Four months after Bronte guardians successfully bid in the USA for a rare and moving letter written by Charlotte Bronte, it is to go on display in the house where she lived.

It is back in the Bronte Parsonage Museum for the first time since it was written by Charlotte, author of Jane Eye, to her publisher on October 18, 1848.

It has arrived following a complex export procedure involving special packaging and a courier service from London.

Ann Dinsdale, the museum’s collections manager, said: “It was not a straightforward process getting it here.

“We had to arrange for someone to wrap it at Southby’s in New York – they wouldn’t do it themselves.

“It was then collected, flown over to London and then we had to arrange for a courier to get it here. But it’s been worth the wait.”

The black-bordered letter, which went under the hammer for £36,000, reveals Charlotte’s grief over the death of her brother Branwell, aged 31, in September 1848 and her anxiety about the health of her younger sister Emily, who died three months later, aged 30.

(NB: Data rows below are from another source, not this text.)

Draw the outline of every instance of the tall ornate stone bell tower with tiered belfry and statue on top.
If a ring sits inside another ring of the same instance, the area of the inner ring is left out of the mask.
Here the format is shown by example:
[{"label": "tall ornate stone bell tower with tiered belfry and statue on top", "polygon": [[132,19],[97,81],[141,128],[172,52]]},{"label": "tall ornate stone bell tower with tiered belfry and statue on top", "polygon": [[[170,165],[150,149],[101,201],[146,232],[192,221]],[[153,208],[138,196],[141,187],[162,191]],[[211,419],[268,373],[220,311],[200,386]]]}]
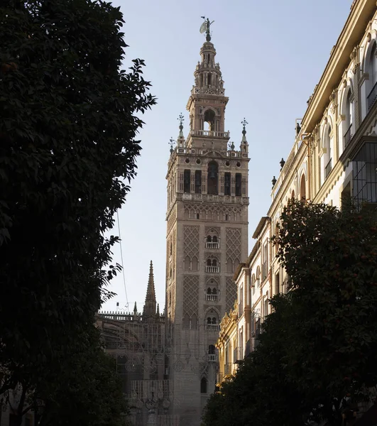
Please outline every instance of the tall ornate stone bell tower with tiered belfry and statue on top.
[{"label": "tall ornate stone bell tower with tiered belfry and statue on top", "polygon": [[[200,50],[187,110],[168,163],[166,373],[169,412],[180,426],[200,425],[214,391],[219,322],[234,304],[233,274],[248,253],[248,143],[229,144],[228,99],[209,35]],[[241,136],[241,135],[240,135]]]}]

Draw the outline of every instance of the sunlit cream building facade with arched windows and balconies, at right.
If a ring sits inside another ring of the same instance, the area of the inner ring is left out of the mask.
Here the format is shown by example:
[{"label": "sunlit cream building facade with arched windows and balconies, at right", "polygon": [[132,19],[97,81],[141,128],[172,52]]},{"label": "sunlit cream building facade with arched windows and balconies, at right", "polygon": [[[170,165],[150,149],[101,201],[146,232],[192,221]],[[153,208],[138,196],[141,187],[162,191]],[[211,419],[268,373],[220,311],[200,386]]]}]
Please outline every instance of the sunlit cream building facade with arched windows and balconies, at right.
[{"label": "sunlit cream building facade with arched windows and balconies, at right", "polygon": [[[288,200],[294,197],[342,208],[351,197],[359,207],[365,203],[376,205],[376,101],[376,1],[355,0],[322,77],[307,101],[307,110],[296,124],[293,148],[287,160],[280,161],[278,178],[273,178],[271,206],[253,233],[256,244],[234,276],[238,320],[233,326],[235,331],[228,327],[227,332],[236,334],[236,347],[246,349],[249,345],[252,350],[258,344],[261,322],[270,309],[268,299],[288,290],[288,277],[271,244]],[[220,334],[220,354],[226,352],[225,342]],[[244,350],[242,357],[245,354]],[[220,365],[220,380],[224,371],[225,364]]]}]

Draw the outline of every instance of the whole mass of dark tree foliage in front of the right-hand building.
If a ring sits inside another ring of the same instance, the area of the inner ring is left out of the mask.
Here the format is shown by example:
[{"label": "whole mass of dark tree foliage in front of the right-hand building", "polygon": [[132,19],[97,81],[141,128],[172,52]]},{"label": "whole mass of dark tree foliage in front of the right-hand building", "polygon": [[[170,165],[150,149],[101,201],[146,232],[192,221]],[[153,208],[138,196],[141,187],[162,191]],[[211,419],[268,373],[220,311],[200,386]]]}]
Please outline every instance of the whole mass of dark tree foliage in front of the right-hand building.
[{"label": "whole mass of dark tree foliage in front of the right-hand building", "polygon": [[288,295],[273,297],[259,344],[212,395],[207,426],[342,425],[342,413],[377,385],[377,218],[291,202],[278,258]]}]

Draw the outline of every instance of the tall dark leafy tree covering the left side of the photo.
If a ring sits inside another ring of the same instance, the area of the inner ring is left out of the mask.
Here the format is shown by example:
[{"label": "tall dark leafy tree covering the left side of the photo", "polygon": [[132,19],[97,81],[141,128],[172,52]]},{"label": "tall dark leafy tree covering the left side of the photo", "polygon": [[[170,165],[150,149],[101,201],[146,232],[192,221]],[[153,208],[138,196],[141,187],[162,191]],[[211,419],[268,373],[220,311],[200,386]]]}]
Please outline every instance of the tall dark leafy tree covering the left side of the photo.
[{"label": "tall dark leafy tree covering the left side of the photo", "polygon": [[0,22],[1,394],[33,389],[94,321],[155,99],[142,60],[121,70],[105,1],[5,0]]}]

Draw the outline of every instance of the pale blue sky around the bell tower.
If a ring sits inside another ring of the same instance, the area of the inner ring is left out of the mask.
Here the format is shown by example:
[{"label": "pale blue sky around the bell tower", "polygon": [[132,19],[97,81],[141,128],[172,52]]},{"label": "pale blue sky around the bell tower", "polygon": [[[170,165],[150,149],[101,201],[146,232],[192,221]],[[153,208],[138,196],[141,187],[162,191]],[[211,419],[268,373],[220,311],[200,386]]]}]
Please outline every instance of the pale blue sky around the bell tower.
[{"label": "pale blue sky around the bell tower", "polygon": [[[138,138],[141,156],[131,192],[119,211],[121,246],[114,246],[120,273],[109,285],[116,293],[102,310],[143,310],[149,263],[153,261],[155,292],[165,305],[166,180],[169,139],[178,136],[177,117],[185,116],[200,60],[204,35],[201,16],[214,21],[212,43],[217,50],[229,102],[225,130],[236,146],[241,121],[248,121],[249,144],[248,251],[253,231],[271,204],[271,180],[278,177],[295,138],[295,119],[319,82],[333,45],[349,15],[352,0],[114,0],[124,13],[126,56],[145,60],[144,78],[158,104],[144,114]],[[118,235],[118,222],[111,234]],[[121,256],[121,252],[123,256]]]}]

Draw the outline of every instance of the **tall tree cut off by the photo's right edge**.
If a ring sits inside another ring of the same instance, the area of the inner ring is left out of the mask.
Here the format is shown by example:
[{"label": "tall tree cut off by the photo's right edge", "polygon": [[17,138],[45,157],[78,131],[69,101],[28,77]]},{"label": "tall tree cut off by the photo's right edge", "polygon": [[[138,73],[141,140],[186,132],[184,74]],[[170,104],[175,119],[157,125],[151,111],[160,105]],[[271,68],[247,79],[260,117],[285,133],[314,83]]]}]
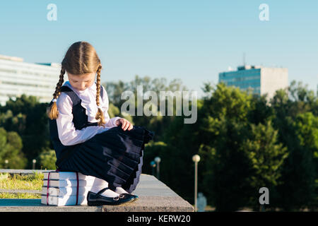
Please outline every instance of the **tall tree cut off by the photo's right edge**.
[{"label": "tall tree cut off by the photo's right edge", "polygon": [[[295,81],[287,90],[277,90],[271,100],[273,126],[278,129],[278,141],[288,148],[288,158],[282,167],[282,183],[277,186],[279,203],[284,210],[299,210],[310,205],[314,194],[317,160],[313,159],[314,107],[317,97]],[[312,112],[308,114],[309,112]],[[311,135],[310,135],[311,134]],[[310,135],[310,136],[309,136]],[[316,189],[317,191],[317,189]]]}]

Mrs Dinsdale said: “Those letters written to her publisher, William Smith Williams, are amongst the most significant of all Charlotte’s correspondence.

“This particular one had remained in a private collection in America for many years and it is wonderful to be able to make it available for the first time.

“This was a very sad period of her life. Branwell had just died and Emily was showing symptoms of the TB which would kill her three months later.

“The letter doesn’t refer to these things, but it talks about her being ill. I think her deep unhappiness was manifested in this ill-health.”

The letter joins a treasure trove of artefacts acquired by the museum in Haworth over the past 12 months including a poetry manuscript written by Charlotte as a 13-year-old and Emily’s artist’s box.

The Bronte Society paid £32,000 for the box and geometry set at auction in London in December and $50,000 for the miniature manuscripts.

The letter will go on display at the museum this week until the end of the year.